Kinematic data were recorded at 200 Hz. Trials with a reaction time of >1 s, trials with a movement angle error >22.5° (at peak velocity or end point), and trials with movement length that was <50% or >200% of the target distance were discarded from further analysis. Trials containing correction movements (i.e., velocity profiles with more than 2 peaks) were also removed. Additionally, to avoid classification biases due to uneven number of trials, in each pair of targets (long and short) we removed the trials with the highest angular errors from the target that had more trials, to force even number of trials. On average ∼8% (SD 3%) of the trials were discarded for each subject. There was no significant difference in the number of discarded trials between the two arms.
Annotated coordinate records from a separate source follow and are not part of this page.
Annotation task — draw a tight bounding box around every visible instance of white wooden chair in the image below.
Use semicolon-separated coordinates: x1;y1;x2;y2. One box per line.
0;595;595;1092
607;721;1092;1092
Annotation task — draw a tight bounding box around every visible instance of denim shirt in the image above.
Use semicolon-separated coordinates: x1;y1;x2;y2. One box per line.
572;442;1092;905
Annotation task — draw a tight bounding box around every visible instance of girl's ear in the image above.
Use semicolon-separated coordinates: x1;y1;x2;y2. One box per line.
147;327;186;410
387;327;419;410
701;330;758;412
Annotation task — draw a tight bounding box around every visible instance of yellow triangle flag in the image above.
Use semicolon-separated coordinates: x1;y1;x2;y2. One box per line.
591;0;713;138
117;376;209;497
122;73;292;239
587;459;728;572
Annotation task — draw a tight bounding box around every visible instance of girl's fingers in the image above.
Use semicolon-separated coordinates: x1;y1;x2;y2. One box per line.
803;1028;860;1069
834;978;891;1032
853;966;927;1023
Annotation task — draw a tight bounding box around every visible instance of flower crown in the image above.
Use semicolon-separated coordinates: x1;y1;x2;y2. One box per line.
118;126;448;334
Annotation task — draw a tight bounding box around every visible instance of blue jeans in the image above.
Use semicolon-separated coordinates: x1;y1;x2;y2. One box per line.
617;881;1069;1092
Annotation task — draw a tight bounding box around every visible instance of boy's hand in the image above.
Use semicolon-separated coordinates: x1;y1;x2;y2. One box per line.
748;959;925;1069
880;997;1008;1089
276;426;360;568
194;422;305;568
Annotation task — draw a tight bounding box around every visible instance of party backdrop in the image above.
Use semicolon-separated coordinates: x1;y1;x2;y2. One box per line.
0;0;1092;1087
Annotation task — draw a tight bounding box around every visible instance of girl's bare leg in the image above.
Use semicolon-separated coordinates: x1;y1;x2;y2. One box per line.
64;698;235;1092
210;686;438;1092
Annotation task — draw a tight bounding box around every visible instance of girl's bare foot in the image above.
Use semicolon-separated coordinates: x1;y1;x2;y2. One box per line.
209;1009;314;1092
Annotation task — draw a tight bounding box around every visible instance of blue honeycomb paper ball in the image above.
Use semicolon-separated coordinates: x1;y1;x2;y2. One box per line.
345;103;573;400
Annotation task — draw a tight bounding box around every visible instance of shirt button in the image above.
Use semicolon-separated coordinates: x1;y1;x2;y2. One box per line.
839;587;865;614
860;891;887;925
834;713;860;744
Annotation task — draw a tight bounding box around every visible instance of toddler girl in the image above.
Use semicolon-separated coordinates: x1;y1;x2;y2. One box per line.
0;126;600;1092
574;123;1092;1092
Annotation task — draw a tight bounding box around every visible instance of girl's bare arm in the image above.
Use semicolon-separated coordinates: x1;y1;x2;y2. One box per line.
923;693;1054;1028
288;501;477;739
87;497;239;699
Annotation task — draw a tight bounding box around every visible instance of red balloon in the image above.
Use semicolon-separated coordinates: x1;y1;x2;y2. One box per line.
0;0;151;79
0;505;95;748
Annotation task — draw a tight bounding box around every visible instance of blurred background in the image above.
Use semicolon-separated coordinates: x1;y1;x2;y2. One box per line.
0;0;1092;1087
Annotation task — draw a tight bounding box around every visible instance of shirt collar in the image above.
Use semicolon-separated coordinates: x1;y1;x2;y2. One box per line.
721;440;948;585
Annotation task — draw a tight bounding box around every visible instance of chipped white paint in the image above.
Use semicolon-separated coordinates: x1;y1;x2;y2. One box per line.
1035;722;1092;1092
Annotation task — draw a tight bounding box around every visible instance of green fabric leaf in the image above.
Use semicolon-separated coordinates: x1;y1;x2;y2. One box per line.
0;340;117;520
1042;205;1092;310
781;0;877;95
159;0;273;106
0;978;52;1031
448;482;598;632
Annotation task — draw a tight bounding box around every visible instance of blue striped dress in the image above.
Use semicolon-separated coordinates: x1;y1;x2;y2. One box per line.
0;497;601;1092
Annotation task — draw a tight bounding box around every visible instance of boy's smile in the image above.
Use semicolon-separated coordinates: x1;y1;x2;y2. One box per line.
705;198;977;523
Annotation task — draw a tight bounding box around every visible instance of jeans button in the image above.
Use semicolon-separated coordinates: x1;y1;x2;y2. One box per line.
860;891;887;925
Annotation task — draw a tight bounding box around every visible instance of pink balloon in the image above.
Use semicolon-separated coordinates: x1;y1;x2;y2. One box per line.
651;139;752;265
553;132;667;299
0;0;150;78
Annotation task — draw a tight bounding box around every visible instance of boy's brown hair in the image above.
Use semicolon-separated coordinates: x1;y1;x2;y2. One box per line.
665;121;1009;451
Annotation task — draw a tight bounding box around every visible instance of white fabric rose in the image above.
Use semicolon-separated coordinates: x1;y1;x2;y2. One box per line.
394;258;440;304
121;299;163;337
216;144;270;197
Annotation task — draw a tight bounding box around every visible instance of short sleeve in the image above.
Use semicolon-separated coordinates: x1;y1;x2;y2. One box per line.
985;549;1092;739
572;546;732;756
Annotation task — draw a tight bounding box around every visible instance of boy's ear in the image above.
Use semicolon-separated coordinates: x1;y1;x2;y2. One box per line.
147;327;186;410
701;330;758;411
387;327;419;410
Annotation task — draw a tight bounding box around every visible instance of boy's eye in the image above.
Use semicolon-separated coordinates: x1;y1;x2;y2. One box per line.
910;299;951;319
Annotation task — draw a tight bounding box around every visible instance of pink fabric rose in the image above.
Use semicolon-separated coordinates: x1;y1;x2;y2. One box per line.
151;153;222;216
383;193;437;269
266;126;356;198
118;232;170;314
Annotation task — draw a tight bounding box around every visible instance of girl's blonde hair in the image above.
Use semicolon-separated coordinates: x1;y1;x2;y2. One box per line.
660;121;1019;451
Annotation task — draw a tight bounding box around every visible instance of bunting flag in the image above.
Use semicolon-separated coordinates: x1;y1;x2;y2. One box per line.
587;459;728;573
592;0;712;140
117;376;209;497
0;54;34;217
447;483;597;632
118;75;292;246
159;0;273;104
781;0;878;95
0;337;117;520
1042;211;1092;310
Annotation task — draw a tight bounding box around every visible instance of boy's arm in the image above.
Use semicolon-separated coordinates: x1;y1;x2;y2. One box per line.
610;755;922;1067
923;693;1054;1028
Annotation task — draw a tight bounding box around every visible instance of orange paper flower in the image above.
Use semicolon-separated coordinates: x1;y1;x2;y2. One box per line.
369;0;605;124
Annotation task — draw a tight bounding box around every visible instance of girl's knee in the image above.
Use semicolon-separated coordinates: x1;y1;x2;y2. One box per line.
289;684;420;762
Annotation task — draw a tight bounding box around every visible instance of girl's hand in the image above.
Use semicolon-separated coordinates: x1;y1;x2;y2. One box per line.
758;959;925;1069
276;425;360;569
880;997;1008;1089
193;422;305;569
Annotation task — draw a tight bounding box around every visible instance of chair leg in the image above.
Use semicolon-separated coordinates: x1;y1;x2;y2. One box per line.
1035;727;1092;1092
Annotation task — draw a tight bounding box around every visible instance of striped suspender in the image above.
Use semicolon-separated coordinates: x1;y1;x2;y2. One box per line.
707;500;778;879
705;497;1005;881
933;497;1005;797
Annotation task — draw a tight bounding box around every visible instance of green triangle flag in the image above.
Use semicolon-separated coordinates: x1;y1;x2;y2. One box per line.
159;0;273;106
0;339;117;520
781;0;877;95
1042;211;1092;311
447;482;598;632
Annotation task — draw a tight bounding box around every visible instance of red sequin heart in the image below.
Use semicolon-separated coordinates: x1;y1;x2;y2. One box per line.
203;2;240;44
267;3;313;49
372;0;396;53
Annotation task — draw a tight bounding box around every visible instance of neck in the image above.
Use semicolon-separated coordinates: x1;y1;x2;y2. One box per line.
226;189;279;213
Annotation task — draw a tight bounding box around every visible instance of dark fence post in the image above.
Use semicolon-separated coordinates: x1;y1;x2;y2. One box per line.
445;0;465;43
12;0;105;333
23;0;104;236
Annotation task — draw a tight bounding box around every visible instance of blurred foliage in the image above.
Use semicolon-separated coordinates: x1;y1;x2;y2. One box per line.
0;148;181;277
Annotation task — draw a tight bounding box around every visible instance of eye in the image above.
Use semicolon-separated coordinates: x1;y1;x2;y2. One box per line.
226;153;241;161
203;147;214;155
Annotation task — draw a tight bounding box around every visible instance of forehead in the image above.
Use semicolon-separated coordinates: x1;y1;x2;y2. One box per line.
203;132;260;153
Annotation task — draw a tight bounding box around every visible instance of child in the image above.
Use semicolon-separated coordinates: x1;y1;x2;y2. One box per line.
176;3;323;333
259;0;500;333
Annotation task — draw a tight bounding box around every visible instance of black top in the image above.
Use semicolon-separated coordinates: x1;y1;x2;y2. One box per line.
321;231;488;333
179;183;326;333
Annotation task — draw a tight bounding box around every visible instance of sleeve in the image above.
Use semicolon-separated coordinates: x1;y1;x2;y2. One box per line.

MRI acquisition and preprocessing.
Imaging was performed using a Philips Ingenia 3T MRI scanner located at the Ben-Gurion University Brain Imaging Research Center. The scanner was equipped with a 32-channel head coil, which was used for RF transmit and receive. Blood oxygenation level-dependent (BOLD) contrast was obtained using a T2*-sensitive echo planar imaging pulse sequence (TR = 2000 ms; TE = 35 ms; FA = 90°; 28 slices; voxel size: 2.6 × 2.6 × 3 mm and, with 0.6 mm gap). Anatomical volumes were acquired with a T1-weighted sagittal sequence (TR = 8.165 ms; TE = 3.74 ms; FA = 8°; voxel size: 1 × 1 × 1 mm).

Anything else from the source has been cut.